José Manuel Barroso, président de la Commission européenne, en visite à Ankara, du 10 au 12 avril, qui, tout en exhortant ses interlocuteurs à progresser dans la voie des réformes, "souligne que la Turquie avait fait d’importants progrès jusqu’à présent", sait-il que le fameux article 301 du code pénal turc est liberticide ? depuis son entrée en vigueur le 1er juin 2005, il a permis aux autorités de maintenir une pression énorme sur les médias et de nombreuses personnes, en particulier des journalistes et des écrivains, qui sont poursuivies en justice en vertu de cet article dont la réforme annoncée à grand bruit n’accouchera que d’une réformette "cosmétique" : " Les fortes peines de prison pour les délits d’opinion sont maintenues et plus d’une vingtaine d’articles de loi continuent de restreindre la liberté de la presse en Turquie" a déclaré Reporters sans frontières (europe2@rsf.org, 9 avril 2008), la "Plateforme de solidarité avec les journalistes emprisonnés" (TGDP) ajoutant que, après l’incarcération de deux correspondants de l’agence DIHA, les 30 mars et 1° avril derniers, ce sont 23 journalistes qui sont détenus dans différentes prisons turques de type F à Tekirdag, Edirne, Gebze, Sincan, Kandira, Diyarbakir, Mersin, Manisa, Urfa, Bolu, Amasya, Batman. Au même moment, le jeudi 10 avril , la kurde Leyla Zana, prix Sakharov des droits de l’Homme 1995, était condamnée à deux ans de prison, en vertu d’un article du code pénal sanctionnant "la propagande en faveur d’une organisation terroriste", pour avoir déclaré, lors de son discours au festival culturel de Diyarbakir, en mars 2007, à propos d’ Abdullah Öcalan qu’il a, à côté de Jalal Talabani et Massoud Barzani, "une place dans les coeurs et les esprits des Kurdes". Cette ex-députée du parti pro kurde D.E.P. (empêchée de se présenter aux dernières élections législatives) a déjà purgé dix ans de prison (1994-2004) avec trois autres anciens parlementaires kurdes. Francis Wurtz, Président du groupe "Gauche unitaire européenne - Gauche verte nordique" (GUE - NGL), demande au Président du Parlement européen, d’intervenir immédiatement auprès des autorités turques afin que soit annulée "cette condamnation indigne"

En dépit des déclarations apaisantes de M. Barroso, 53 maires kurdes, dont Osman Baydemir, maire de Diyarbakir étaient condamnés, ce 15 avril, à deux mois et demi de prison, (peine commuée en amendes), coupables de "soutien délibéré au parti -interdit- des travailleurs du Kurdistan (PKK)" pour avoir défendu auprès Premier ministre danois, au nom de la liberté de la presse, ROJ TV, la chaîne de télévision kurde en exil, menacée de fermeture à la suites de pressions orchestrées par la Turquie et les Etats-Unis.
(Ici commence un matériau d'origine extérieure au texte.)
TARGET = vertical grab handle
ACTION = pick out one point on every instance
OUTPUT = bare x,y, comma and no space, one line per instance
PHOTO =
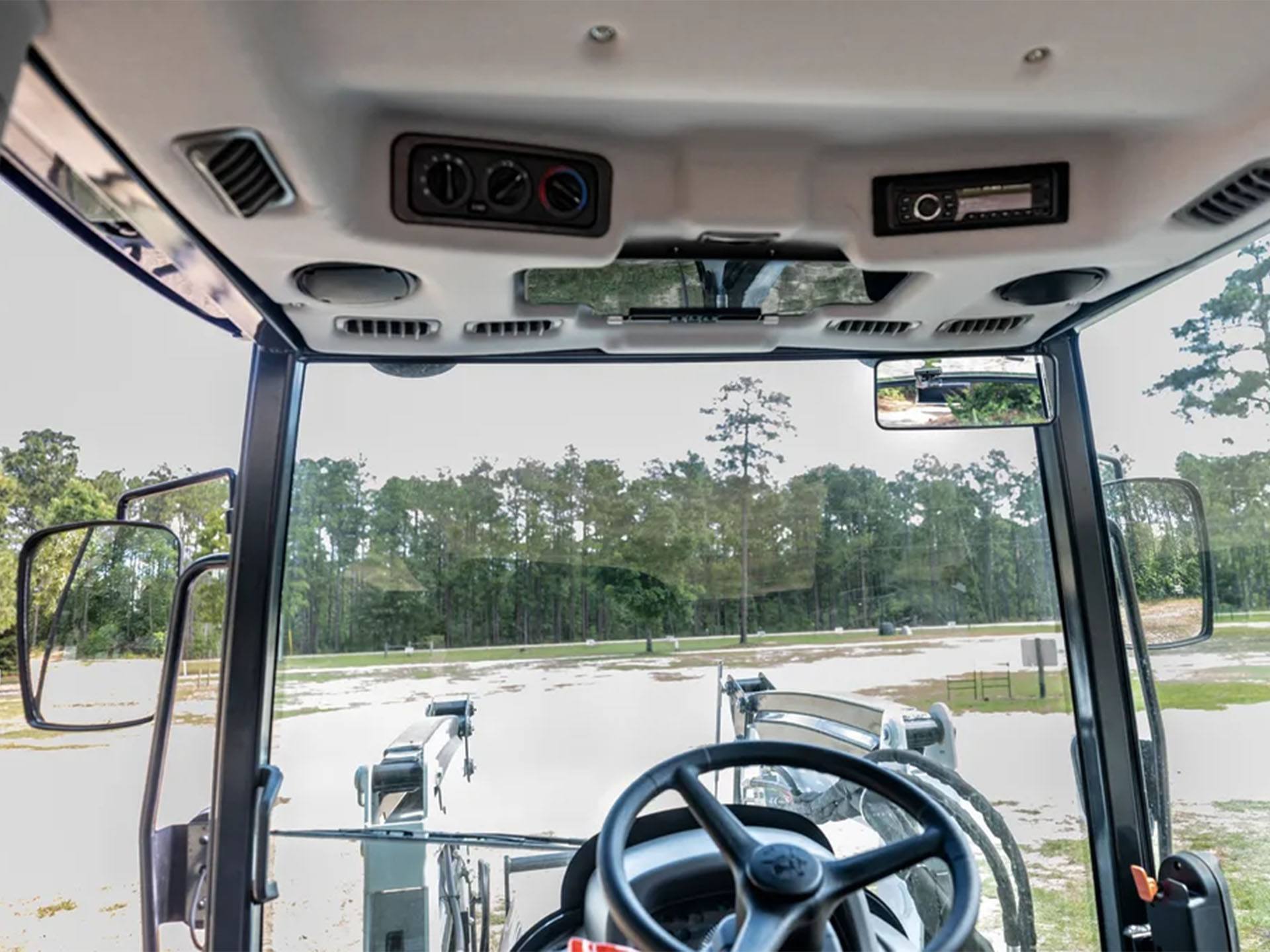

A quand les J.O. en Turquie ? Les athlètes français auront-ils le droit de porter un badge subversif destiné à montrer leur attachement aux droits de l’homme ?

Je propose " Pour un monde meilleur, Paix au Kurdistan".

André Métayer

05.04.2008

CEJ : le PKK ne doit pas être placé sur la liste des organisations terroristes

03/04/2008 11:06

Le Tribunal de première instance de la Cour européenne de Justice (CEJ) a condamné jeudi l’inscription du parti des travailleurs du Kurdistan (PKK) et de son bras civil, le CONGRA-GEL, sur la liste européenne des organisations terroristes,

indique l’agence TAS dans une dépêche du 03/04/08.

Le Tribunal annule la décision du Conseil (des ministres de l’UE) comprenant les entités citées ci-dessus (le PKK et le CONGRA-GEL. NDLR). Les juges ont suivi leur jurisprudence établie dans les dossiers de terrorisme avec un arrêt relatif aux Moudjahidines du peuple d’Iran,

est-il précisé. (TAS).

6 minutes plus tard, l’AFP tente de minimiser la portée de ce jugement

LUXEMBOURG, 3 avr 2008 (AFP) - 11h12 - Les juges européens ont annulé jeudi une décision de l’UE de 2002 d’inscrire le Parti des travailleurs du Kurdistan (PKK) sur sa liste d’organisations terroristes, mais cet arrêt n’empêche pas l’organisation kurde de rester sur cette liste. La décision annulée par le tribunal de première instance de la Cour européenne de justice remonte à 2002, lorsque la liste terroriste de l’UE a été mise au point pour la première fois dans la foulée des attentats de 2001. La liste a été plusieurs fois actualisée depuis en vertu de nouvelles décisions européennes, ce qui explique que l’arrêt de ce jeudi soit sans effet immédiat, a expliqué un porte-parole européen. Les juges de Luxembourg ont estimé que l’UE n’avait pas assez justifié sa décision en 2002, suivant ainsi le raisonnement qu’ils avaient tenu en décembre 2006 pour annuler le gel des fonds d’un autre mouvement, l’organisation d’opposition iranienne des Moudjahidines du Peuple. Le fait que le Conseil de l’UE ait, après la décision sur les Moudjahidines, fourni les motifs de l’inscription du PKK sur la liste terroriste en tenant compte des observations de la Cour, ne suffit pas, a expliqué en substance la Cour dans son arrêt. Il aurait fallu selon elle le dire dès le départ. Le PKK continue à figurer sur la liste terroriste que l’UE a remise à jour en décembre dernier, avec 47 autres organisations dont les Moudjahidines ou le mouvement islamiste palestinien Hamas.

Il n’en reste pas moins que cette décision de justice va dans le bon sens et nous conforte dans nos positions qui font la distinction entre lutte armée et terrorisme.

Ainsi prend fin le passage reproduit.